The graph in the background is an information plot (Shannon diagram). One thing it shows is that the peak information content of the music is about 1/6 of the 4.6Mbps single channel capacity at 192/24.
That fact speaks to efficiency, not to quality improvement. It illustrates that the channel moves much more 'data' than '(relevant) information'. Resolving that conundrum is a matter of lossless compression, which MQA achieves between encoder and decoder.
The headline to emphasise the result is not about efficiency, it's about the system end-to-end (i.e. analogue-through-digital-through-analogue) temporal blur or time-smear.
The inset upper right shows the impulse response of the entire chain (not just a converter), comparing MQA to a high-performance studio ADC/DAC at 192/24 delivering the output of a microphone feed.

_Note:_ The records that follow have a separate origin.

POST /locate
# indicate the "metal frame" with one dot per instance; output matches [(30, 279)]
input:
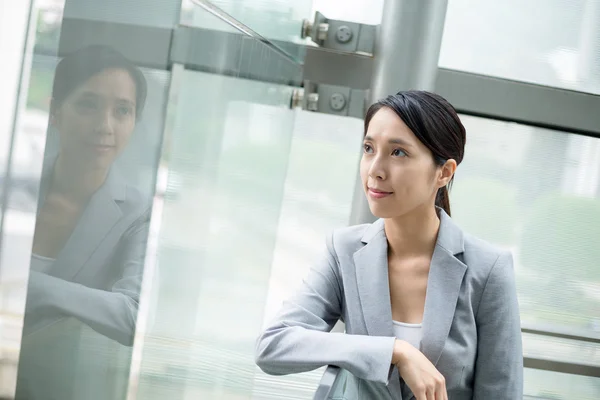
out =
[(472, 94)]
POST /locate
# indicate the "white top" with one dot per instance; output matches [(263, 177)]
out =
[(41, 263), (412, 333)]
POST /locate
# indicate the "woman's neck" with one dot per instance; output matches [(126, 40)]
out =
[(76, 182), (413, 234)]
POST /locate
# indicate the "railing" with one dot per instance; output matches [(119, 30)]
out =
[(328, 382)]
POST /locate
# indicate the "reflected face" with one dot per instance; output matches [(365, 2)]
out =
[(97, 119), (398, 172)]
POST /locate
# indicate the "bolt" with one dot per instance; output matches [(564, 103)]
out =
[(337, 101), (343, 34)]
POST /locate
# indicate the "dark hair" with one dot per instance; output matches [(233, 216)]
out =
[(79, 66), (434, 122)]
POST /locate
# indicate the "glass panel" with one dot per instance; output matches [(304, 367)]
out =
[(272, 19), (548, 385), (544, 189), (504, 39), (14, 238), (317, 198), (84, 158), (230, 147), (361, 11)]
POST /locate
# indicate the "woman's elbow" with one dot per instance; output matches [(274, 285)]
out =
[(266, 355)]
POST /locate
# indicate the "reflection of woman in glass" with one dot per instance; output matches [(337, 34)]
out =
[(91, 227), (429, 310)]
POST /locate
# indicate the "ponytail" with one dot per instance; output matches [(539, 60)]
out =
[(442, 199)]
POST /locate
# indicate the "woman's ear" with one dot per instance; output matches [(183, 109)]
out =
[(447, 172)]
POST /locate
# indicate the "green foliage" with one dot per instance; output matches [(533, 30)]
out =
[(485, 208)]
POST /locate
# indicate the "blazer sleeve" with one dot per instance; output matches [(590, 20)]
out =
[(111, 313), (499, 364), (299, 338)]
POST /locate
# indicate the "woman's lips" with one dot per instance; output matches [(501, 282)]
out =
[(101, 148), (378, 194)]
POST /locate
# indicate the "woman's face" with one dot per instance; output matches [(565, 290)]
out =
[(397, 170), (96, 120)]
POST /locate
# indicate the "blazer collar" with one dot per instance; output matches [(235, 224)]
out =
[(450, 236), (99, 217), (115, 186), (446, 273)]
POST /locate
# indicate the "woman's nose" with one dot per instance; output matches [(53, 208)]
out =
[(377, 170)]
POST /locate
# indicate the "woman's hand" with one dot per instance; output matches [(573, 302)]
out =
[(418, 372)]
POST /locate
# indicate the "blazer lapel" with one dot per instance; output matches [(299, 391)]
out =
[(371, 266), (446, 274), (99, 217)]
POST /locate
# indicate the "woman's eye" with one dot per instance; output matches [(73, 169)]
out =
[(123, 111), (87, 104), (398, 153)]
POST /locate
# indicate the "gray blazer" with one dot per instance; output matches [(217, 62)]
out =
[(94, 283), (471, 325)]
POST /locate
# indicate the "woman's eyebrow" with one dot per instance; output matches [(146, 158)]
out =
[(392, 141)]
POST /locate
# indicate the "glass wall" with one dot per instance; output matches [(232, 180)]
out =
[(536, 192), (156, 212)]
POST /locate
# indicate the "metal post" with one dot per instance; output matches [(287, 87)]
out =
[(406, 56)]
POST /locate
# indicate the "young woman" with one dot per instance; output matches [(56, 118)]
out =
[(91, 226), (430, 312)]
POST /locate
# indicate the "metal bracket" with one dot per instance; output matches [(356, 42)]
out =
[(344, 36), (330, 99)]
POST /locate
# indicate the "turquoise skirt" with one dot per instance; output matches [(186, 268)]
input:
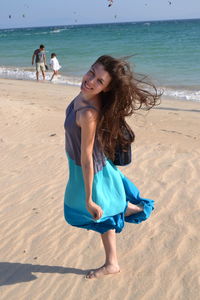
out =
[(111, 191)]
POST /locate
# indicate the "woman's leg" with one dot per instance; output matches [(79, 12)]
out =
[(133, 209), (111, 265)]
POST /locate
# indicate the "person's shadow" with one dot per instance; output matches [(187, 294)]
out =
[(11, 273)]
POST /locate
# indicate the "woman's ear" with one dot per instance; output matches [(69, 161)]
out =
[(107, 89)]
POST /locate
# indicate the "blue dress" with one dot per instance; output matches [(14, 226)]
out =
[(111, 190)]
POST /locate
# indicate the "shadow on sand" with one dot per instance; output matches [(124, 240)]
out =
[(177, 109), (11, 273)]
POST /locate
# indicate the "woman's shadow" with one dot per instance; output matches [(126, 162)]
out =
[(11, 273)]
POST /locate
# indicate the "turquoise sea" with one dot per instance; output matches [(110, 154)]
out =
[(167, 51)]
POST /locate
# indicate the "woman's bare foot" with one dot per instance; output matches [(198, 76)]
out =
[(104, 270), (133, 209)]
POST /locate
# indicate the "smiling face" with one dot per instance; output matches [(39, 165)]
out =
[(95, 81)]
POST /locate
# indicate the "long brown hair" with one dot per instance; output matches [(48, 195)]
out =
[(126, 94)]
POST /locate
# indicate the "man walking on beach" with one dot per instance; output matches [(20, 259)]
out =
[(40, 59)]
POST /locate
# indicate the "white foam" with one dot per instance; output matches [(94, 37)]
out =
[(183, 93), (29, 74)]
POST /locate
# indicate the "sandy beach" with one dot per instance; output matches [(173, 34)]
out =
[(44, 258)]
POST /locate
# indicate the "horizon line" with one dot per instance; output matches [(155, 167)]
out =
[(86, 24)]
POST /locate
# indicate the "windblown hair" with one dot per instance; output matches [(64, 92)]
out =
[(126, 95)]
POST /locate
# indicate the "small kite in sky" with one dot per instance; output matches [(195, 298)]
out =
[(110, 3)]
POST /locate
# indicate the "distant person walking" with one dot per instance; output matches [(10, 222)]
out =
[(55, 66), (39, 56)]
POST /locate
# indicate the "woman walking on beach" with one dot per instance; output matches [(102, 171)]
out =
[(54, 63), (98, 196)]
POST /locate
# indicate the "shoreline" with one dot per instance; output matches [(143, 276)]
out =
[(42, 255), (176, 92)]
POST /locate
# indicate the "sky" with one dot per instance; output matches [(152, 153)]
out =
[(32, 13)]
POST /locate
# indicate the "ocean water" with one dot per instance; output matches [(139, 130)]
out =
[(167, 51)]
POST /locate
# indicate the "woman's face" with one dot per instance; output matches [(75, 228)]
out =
[(95, 81)]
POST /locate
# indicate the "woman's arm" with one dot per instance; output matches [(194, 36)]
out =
[(87, 120)]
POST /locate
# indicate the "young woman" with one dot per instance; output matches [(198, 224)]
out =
[(54, 63), (98, 196)]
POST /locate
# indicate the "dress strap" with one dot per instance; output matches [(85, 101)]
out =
[(86, 106)]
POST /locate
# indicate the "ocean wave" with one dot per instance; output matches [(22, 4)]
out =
[(28, 73), (58, 30), (182, 93)]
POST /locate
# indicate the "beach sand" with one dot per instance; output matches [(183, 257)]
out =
[(42, 257)]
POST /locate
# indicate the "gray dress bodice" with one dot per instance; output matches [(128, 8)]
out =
[(73, 139)]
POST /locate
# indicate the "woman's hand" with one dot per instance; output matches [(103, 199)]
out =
[(95, 210)]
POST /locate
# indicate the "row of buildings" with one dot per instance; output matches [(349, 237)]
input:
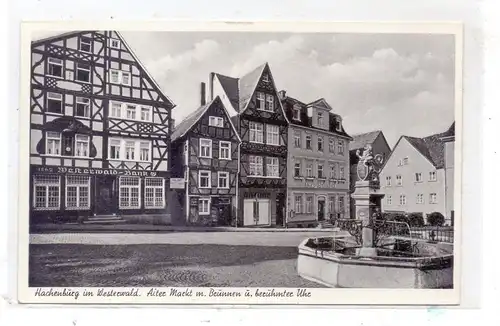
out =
[(103, 143)]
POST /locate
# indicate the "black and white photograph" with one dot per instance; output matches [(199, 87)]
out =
[(262, 160)]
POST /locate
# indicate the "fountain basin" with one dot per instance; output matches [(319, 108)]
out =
[(341, 267)]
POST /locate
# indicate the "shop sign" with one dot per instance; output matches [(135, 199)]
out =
[(93, 171)]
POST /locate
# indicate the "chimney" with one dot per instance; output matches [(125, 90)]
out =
[(203, 98)]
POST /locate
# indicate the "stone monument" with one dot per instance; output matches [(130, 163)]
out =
[(367, 198)]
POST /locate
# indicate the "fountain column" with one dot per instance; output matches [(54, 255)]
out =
[(367, 198)]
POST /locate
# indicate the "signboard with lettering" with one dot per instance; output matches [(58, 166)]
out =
[(95, 171), (177, 183)]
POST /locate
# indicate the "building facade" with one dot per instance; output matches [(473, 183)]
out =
[(414, 177), (253, 103), (378, 142), (205, 153), (317, 164), (100, 129)]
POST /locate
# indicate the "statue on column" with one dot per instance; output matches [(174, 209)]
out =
[(369, 165)]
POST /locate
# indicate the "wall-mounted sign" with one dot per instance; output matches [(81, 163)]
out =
[(177, 183), (93, 171)]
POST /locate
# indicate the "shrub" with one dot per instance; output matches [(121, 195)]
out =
[(416, 219), (435, 219)]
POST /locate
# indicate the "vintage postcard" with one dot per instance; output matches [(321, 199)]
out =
[(240, 163)]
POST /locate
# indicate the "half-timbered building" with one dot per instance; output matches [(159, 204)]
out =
[(100, 129), (252, 101), (205, 153), (318, 163)]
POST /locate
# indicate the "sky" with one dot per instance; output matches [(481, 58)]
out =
[(402, 84)]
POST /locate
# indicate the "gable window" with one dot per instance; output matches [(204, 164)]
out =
[(309, 200), (46, 188), (340, 147), (82, 107), (114, 43), (145, 113), (320, 144), (308, 142), (129, 149), (256, 165), (77, 192), (298, 204), (131, 111), (320, 171), (53, 143), (204, 179), (54, 102), (297, 169), (272, 167), (55, 67), (130, 192), (82, 145), (225, 150), (205, 148), (144, 151), (272, 135), (269, 103), (154, 192), (296, 139), (256, 132), (296, 112), (261, 100), (331, 145), (309, 170), (215, 121), (85, 44), (82, 72), (223, 180), (119, 77), (204, 206), (320, 120)]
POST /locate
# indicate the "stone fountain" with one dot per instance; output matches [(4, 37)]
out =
[(371, 252)]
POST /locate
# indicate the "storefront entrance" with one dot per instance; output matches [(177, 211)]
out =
[(105, 195)]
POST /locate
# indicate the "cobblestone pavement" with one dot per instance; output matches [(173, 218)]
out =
[(174, 259)]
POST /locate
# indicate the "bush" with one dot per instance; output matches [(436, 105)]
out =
[(435, 219), (416, 219)]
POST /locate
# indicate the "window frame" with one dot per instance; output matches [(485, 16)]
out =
[(201, 147), (225, 175), (201, 174), (228, 148)]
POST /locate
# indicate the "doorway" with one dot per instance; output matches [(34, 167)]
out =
[(321, 209), (105, 196)]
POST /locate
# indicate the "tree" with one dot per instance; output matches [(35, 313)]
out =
[(435, 219)]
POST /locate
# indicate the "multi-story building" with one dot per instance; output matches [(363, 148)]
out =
[(414, 177), (253, 104), (205, 152), (100, 129), (318, 163), (377, 141)]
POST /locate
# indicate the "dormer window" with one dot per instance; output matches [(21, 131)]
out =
[(296, 112)]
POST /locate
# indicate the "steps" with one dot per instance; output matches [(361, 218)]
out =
[(104, 219)]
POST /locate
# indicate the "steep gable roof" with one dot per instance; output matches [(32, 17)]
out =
[(122, 39), (187, 124), (247, 85), (359, 141)]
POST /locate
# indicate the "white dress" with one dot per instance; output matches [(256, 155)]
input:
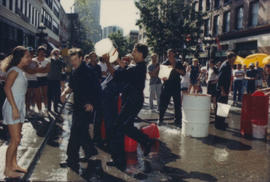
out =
[(18, 89)]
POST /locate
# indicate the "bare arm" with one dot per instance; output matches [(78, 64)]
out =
[(45, 69), (106, 58), (9, 83)]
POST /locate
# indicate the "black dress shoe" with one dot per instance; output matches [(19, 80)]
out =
[(178, 124), (148, 146), (121, 165), (160, 123)]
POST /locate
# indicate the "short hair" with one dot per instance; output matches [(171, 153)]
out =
[(42, 48), (87, 56), (142, 48), (195, 60), (55, 50), (212, 61), (75, 51), (2, 56), (230, 55), (91, 53), (170, 50)]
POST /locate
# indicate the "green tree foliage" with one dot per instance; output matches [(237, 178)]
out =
[(172, 24), (86, 16), (124, 46)]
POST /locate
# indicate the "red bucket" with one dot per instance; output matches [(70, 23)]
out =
[(151, 130), (103, 130), (130, 145), (119, 104)]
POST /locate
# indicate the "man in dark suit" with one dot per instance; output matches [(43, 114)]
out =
[(86, 89), (223, 86)]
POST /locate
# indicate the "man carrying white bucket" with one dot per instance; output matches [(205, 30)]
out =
[(223, 87)]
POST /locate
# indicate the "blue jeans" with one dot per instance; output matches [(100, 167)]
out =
[(237, 90)]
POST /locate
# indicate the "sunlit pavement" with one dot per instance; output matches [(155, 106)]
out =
[(222, 156)]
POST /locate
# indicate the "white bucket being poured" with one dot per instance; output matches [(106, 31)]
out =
[(196, 115), (105, 46)]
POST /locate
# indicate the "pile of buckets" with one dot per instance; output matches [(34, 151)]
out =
[(196, 115)]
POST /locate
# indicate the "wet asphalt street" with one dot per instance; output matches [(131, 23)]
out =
[(222, 156)]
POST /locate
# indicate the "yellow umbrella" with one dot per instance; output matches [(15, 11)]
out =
[(266, 60), (239, 60), (254, 58)]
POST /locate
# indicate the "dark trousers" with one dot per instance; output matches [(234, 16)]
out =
[(124, 125), (54, 93), (237, 90), (2, 99), (165, 98), (97, 119), (79, 136), (251, 86), (220, 121), (110, 113)]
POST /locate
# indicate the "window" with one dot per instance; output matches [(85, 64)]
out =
[(38, 19), (208, 5), (217, 3), (18, 5), (206, 27), (33, 15), (11, 5), (55, 27), (227, 1), (195, 6), (29, 11), (226, 21), (56, 9), (49, 3), (254, 10), (4, 2), (21, 7), (239, 18), (215, 26)]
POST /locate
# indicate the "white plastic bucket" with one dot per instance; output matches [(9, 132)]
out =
[(196, 115), (258, 131), (223, 109), (105, 46)]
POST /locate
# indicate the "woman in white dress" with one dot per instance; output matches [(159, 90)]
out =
[(14, 107)]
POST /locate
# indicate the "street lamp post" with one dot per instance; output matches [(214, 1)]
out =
[(209, 41)]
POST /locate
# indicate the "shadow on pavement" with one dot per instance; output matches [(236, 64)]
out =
[(220, 142), (153, 168)]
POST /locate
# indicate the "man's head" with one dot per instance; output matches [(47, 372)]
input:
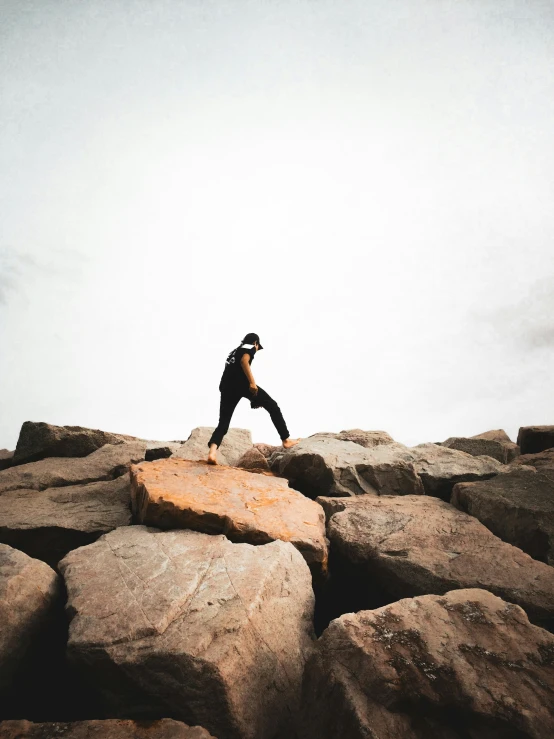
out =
[(252, 339)]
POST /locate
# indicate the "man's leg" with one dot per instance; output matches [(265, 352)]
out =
[(264, 400), (228, 403)]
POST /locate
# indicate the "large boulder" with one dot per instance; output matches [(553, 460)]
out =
[(464, 664), (38, 440), (441, 468), (533, 439), (192, 627), (542, 461), (418, 545), (107, 463), (501, 451), (30, 592), (235, 443), (324, 465), (48, 524), (517, 507), (107, 729), (177, 493)]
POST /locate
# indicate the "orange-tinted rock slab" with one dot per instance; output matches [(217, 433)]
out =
[(257, 509)]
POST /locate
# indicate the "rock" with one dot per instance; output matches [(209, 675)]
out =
[(542, 461), (533, 439), (106, 463), (441, 468), (367, 439), (464, 664), (6, 459), (418, 545), (39, 440), (253, 459), (503, 452), (50, 523), (235, 443), (324, 465), (29, 594), (177, 493), (193, 627), (517, 507), (108, 729)]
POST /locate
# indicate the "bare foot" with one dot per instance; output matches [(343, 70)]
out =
[(290, 442)]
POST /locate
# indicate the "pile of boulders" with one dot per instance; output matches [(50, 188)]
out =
[(349, 586)]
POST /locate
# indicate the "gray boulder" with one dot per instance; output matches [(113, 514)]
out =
[(108, 729), (324, 465), (30, 592), (38, 440), (533, 439), (464, 664), (105, 463), (192, 626), (517, 507), (48, 524), (418, 545), (235, 443)]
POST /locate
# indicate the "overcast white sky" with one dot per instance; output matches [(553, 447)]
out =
[(367, 184)]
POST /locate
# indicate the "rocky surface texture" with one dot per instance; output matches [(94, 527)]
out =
[(29, 594), (533, 439), (107, 463), (38, 440), (48, 524), (108, 729), (503, 452), (324, 465), (235, 443), (177, 493), (420, 545), (465, 664), (193, 627), (517, 507)]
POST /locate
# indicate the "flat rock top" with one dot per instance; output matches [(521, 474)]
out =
[(103, 464), (534, 492), (430, 546), (248, 506), (467, 649), (107, 729)]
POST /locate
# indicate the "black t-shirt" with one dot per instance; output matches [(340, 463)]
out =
[(234, 377)]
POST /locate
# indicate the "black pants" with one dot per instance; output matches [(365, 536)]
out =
[(229, 401)]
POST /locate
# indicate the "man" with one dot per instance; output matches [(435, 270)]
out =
[(238, 382)]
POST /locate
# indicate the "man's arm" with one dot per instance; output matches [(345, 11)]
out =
[(245, 364)]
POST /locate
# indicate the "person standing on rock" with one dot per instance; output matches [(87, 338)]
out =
[(238, 382)]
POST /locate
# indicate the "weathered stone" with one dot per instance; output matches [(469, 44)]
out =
[(107, 463), (324, 465), (235, 443), (177, 493), (29, 594), (533, 439), (441, 468), (192, 626), (464, 664), (48, 524), (108, 729), (367, 439), (542, 461), (418, 545), (38, 440), (517, 507), (503, 452), (6, 459), (253, 459)]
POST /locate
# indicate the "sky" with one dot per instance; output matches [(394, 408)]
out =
[(366, 184)]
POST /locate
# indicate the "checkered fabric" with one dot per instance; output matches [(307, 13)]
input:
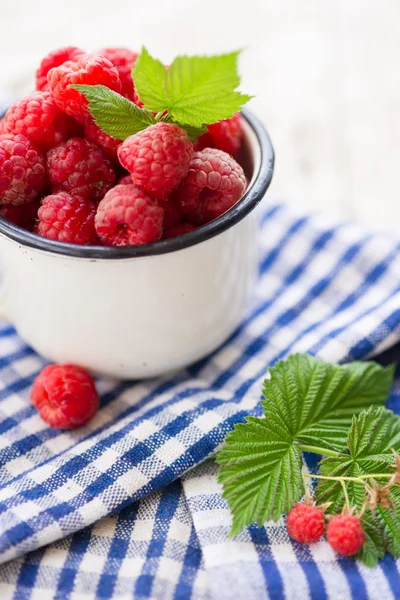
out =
[(111, 511)]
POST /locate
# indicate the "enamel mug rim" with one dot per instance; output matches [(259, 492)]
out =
[(259, 184)]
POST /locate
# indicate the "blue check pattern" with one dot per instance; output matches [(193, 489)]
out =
[(129, 506)]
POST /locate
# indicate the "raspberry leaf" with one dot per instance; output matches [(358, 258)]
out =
[(372, 436), (308, 406), (195, 90), (113, 113)]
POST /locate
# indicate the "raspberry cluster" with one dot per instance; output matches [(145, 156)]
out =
[(306, 524), (65, 179)]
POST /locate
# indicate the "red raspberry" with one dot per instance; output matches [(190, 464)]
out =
[(127, 216), (124, 61), (179, 229), (345, 534), (23, 215), (66, 218), (40, 120), (22, 170), (54, 59), (65, 396), (305, 523), (158, 158), (125, 180), (214, 183), (79, 168), (225, 135), (89, 69), (172, 211), (108, 144)]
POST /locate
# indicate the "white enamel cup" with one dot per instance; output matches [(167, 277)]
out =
[(138, 311)]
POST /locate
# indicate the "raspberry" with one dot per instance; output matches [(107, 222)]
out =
[(225, 135), (54, 59), (108, 144), (40, 120), (179, 229), (89, 69), (127, 216), (124, 61), (79, 168), (305, 523), (65, 396), (22, 170), (172, 211), (158, 158), (214, 183), (66, 218), (23, 215), (345, 534), (125, 180)]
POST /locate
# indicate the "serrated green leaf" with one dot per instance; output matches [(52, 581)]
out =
[(193, 132), (308, 406), (113, 113), (195, 90), (371, 438), (149, 75)]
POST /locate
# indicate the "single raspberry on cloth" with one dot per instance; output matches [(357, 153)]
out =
[(89, 69), (52, 60), (22, 170), (67, 218), (127, 216), (38, 118), (214, 183), (65, 396), (123, 60), (80, 168), (158, 158), (225, 135)]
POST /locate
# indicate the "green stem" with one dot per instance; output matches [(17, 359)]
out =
[(317, 450)]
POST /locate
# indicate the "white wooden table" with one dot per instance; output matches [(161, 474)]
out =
[(326, 75)]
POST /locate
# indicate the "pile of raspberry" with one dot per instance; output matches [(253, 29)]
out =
[(65, 179)]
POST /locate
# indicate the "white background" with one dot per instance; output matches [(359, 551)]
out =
[(326, 75)]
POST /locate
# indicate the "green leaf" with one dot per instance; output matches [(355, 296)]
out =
[(308, 406), (113, 113), (193, 132), (149, 75), (195, 90), (371, 438)]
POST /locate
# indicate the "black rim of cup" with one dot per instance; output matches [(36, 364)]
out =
[(244, 206)]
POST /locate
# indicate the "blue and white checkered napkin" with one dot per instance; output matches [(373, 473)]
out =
[(325, 289)]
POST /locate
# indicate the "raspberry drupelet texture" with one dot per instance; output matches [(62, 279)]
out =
[(22, 170), (123, 60), (305, 523), (225, 135), (179, 229), (345, 534), (23, 215), (38, 118), (65, 396), (108, 144), (80, 168), (66, 218), (214, 183), (158, 158), (127, 216), (52, 60), (89, 69)]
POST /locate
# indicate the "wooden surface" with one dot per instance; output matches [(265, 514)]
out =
[(326, 75)]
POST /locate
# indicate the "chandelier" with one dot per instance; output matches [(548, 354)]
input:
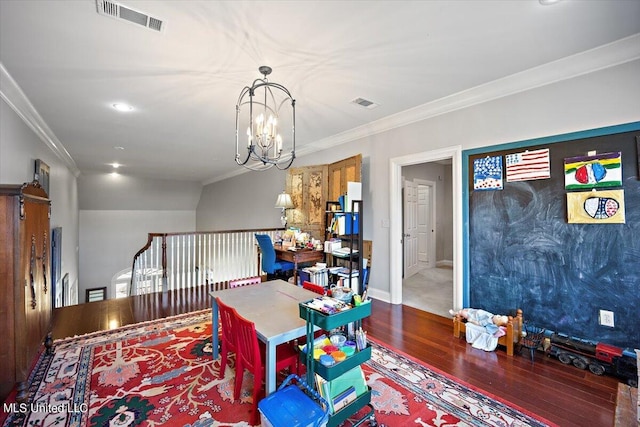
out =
[(262, 110)]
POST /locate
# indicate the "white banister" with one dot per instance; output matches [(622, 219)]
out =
[(171, 261)]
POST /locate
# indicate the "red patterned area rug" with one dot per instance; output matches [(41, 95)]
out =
[(161, 373)]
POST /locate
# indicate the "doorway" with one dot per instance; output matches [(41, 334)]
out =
[(396, 262), (426, 284)]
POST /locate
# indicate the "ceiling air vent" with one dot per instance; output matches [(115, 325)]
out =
[(365, 103), (118, 11)]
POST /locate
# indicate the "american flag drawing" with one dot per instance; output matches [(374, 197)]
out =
[(528, 165)]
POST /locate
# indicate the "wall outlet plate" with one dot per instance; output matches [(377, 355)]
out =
[(606, 318)]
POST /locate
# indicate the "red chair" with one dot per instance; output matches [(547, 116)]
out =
[(250, 357), (228, 336), (319, 289)]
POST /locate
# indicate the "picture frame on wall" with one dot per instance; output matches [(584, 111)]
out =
[(41, 174)]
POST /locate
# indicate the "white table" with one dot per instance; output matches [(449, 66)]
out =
[(273, 307)]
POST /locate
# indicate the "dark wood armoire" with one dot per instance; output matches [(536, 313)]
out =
[(25, 288)]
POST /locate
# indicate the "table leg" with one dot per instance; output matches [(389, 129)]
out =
[(270, 366), (214, 327)]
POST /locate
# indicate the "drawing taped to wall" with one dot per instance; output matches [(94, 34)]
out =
[(487, 173), (597, 171), (591, 207), (528, 165)]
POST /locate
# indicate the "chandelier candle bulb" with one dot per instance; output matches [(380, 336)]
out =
[(274, 108)]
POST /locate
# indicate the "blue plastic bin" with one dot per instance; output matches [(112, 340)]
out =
[(291, 407)]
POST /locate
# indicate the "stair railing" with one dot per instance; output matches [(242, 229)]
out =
[(171, 261)]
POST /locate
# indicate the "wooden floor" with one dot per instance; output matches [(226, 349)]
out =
[(562, 394)]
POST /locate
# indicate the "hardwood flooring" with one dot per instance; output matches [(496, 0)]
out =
[(562, 394)]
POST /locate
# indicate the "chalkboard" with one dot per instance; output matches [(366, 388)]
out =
[(524, 254)]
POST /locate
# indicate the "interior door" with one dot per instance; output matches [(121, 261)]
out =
[(410, 233), (425, 226)]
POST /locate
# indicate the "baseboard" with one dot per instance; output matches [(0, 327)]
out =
[(378, 294)]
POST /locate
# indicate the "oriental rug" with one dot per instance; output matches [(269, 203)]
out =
[(162, 373)]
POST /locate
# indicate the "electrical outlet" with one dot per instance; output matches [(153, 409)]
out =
[(606, 318)]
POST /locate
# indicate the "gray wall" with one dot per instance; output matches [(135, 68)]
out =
[(602, 98), (19, 148), (110, 238), (244, 202), (116, 214)]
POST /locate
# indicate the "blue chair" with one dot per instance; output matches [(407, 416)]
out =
[(270, 264)]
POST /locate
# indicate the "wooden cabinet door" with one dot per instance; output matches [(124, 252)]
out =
[(308, 189), (347, 170)]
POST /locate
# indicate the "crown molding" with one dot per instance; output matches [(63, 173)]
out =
[(592, 60), (18, 101), (609, 55)]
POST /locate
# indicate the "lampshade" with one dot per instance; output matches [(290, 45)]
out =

We can quantify this in a number of ways:
- Uncertainty of leading edge: MQA = 4us compared to 250us
- Total impulse duration: MQA = 50us compared to 500us
- MQA has no post-ring
- Perceptual smear (relating to the perceived envelope and loudness) MQA at under 10us is at least 10x better.
This is a quality improvement in temporal resolution; the headline of 10x is conservative and we hear the result.
And it can be transmitted at a lower data rate, but that's efficiency gain in part from the end-end nature of the coding and the other innovations.
The problem comes if the graph is taken out of context without the words I was using the the time.